Northern Regional Police, York County elected officials try new 3D virtual-reality training
For one police officer, that last step was a virtual doozy.
Sgt. Cody Becker of Northern York County Regional Police was the first volunteer to wear Wrap Reality's 3D virtual-reality headset during a training demonstration at the department's Dover Township headquarters on Monday, Jan. 11.
He was eager to jump into the great unknown.
His chief, fellow officers and several area elected officials were able to see on a big-screen television what Becker was seeing but couldn't experience it in the same way.
Moving around a training room, and with Wrap Reality Vice President Ethan Moeller spotting him to ensure he didn't walk into actual people or walls, Becker stepped into a virtual elevator — complete with awful elevator music — and went to the top floor.
When the doors slid open he was atop a skyscraper. Beyond the elevator floor was nothing but air and a wooden pirate-type plank that extended about 6 feet out from the elevator.
"My God," Becker said as he stared down at the steep drop. He said the experience felt real and that his heart rate increased.
As he inched out onto the plank Becker said, "There's water beading off it."
"That's your sweat," someone quipped. The room erupted in laughter.
Freefall: With Wrap Reality officials coaching him not to "lean" on the virtual elevator walls as he walked the plank — because others have done just that in other demonstrations, they said — Becker intentionally stepped off the flimsy plank and virtually plummeted many stories to the ground.
"Whoa," he said, laughing.
Others who tried the elevator demonstration, including Conewago Township Supervisor Lorreta Wilhide, chose not to step off the plank.
"Gosh, do you see my knees shaking?" Wilhide asked as she took her virtual elevator trip. She later said, "It really felt like I was up there."
The "full immersion" virtual-reality training allows officers to look behind them, above them and side to side, and their senses tell them they are actually in the room.
The program responds to their actions and modifies scenarios based on individual actions, Moeller said.
The 3D training allows more than one officer to participate at a time, and scenarios range from traffic stops on busy highways to active-shooter calls to domestic disputes to home-invasion calls, as well as shooting-range programs.
'By police, for police': In the domestic dispute scenario, a dog barks in the background the entire time. In the traffic stop scenario, cars and trucks speed past the officer standing along the side of the road.
"We like to say it's designed by police, for police," said Marc Thomas, chief government affairs officers for Wrap Technologies, the parent company of Wrap Reality. "It's a huge game-changer."
Thomas said officers can use Wrap Reality to practice firing their weapons, which would mean less time at the shooting range and fewer bullets used, he said.

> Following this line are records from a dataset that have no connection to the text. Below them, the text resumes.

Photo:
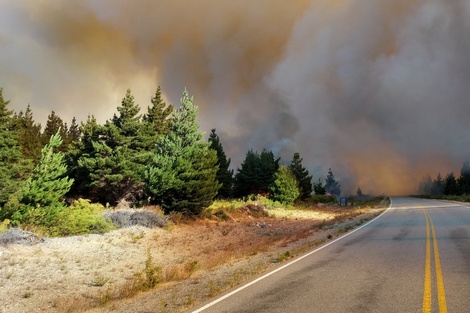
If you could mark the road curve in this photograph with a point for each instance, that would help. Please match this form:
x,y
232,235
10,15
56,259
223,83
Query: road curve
x,y
413,258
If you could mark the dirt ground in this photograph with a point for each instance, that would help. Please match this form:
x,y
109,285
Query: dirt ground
x,y
195,261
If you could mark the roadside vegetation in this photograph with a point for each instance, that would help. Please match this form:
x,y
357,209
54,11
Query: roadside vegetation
x,y
155,170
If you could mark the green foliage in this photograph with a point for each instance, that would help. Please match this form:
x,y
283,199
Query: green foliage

After a training scenario, the programs analyze what actions the officer took and provide information including the timeline of the scenario, the number of shots an officer fired, the number of bullets that hit their target and how many missed their target, Wrap officials said. Trajectories can be examined as well.
Trainings include scenarios in which officers are using rifles, shotguns, pepper spray and Tasers — or simply their own people skills, they said, and the scenario grids can be up to 30-by-30-feet square. There are currently 47 scenarios that deal with everything from de-escalation to lethal use of force, Thomas said.

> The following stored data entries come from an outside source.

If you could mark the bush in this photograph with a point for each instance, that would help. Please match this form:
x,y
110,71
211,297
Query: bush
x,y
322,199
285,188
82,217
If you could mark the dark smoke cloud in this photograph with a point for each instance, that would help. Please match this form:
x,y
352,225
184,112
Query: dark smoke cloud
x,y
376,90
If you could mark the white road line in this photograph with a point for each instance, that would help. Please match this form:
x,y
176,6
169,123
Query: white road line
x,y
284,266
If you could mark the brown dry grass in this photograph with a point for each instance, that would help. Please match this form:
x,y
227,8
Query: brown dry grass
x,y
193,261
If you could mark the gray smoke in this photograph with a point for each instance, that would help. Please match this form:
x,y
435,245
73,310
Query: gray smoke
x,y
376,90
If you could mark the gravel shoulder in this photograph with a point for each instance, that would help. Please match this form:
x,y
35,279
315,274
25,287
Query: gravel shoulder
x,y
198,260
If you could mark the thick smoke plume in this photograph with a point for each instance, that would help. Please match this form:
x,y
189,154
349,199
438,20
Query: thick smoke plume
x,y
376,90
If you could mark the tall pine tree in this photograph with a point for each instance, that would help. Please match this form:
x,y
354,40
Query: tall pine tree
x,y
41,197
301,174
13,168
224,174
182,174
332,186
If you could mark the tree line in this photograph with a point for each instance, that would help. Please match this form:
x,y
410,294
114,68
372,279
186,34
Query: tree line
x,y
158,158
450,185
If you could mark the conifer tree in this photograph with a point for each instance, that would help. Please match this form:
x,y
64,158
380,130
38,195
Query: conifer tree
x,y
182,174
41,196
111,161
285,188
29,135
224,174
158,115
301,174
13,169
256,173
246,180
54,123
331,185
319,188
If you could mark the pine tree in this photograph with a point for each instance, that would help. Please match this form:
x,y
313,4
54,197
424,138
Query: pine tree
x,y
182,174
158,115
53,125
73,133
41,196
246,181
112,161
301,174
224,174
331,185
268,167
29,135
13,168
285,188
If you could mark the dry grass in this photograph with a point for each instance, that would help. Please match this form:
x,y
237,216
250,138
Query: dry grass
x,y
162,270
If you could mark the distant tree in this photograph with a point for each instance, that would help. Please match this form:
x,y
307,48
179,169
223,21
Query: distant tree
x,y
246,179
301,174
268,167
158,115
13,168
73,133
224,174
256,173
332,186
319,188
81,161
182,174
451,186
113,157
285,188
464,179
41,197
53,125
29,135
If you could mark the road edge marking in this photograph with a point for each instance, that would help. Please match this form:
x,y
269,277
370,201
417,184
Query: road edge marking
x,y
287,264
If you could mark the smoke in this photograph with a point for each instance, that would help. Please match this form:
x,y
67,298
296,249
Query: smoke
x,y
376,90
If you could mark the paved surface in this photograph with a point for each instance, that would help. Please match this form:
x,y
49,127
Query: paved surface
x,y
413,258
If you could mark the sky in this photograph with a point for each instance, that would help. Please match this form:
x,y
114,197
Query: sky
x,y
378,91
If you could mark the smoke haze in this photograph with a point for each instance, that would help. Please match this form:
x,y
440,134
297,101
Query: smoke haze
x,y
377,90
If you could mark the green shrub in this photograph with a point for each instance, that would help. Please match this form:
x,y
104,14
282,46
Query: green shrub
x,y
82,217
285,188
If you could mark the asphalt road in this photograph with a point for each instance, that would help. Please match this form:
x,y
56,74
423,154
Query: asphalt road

Plenty of options: Officers can use their own weapons, according to Thomas, who said it takes five minutes to switch out the parts that make service weapons fire and replace them with parts that let them work only in virtual reality.
Each scenario can be modified to increase or decrease the level of danger or to ensure officers won't be successful if they're not asking the right questions of the virtual people they encounter.
"Our motto is 'save lives and save careers,'" Thomas said.
Buying the system costs anywhere from $35,000 to $45,000 and includes one virtual-reality headset, he said. Leasing the system with one headset costs between $25,000 and $35,000 a year, he said, and includes every updated scenario going forward.
Northern Regional Police Chief Dave Lash tried the system and told The York Dispatch it's very realistic.
"You truly believe you're there," he said. "Your mind believes it. Your heart rate goes up."
Other uses: Lash noted that this was merely a demonstration. He doesn't yet know whether his department will lease or purchase Wrap Reality.
"We're always looking to provide our officers with the best training possible," he said.
The chief said the training system could also be useful for the department's Law Enforcement Explorers post and for citizens, "to see and experience some of the things our officers experience every day."
State Sen. Mike Regan, R-Carroll Township; state Rep. Keith Gillespie, R-Hellam Township; and York County President Commissioner Julie Wheeler all tried the technology as well.
Regan said it's important that training exercises make an officer's heart rate increase. He is a former U.S. marshal for Pennsylvania.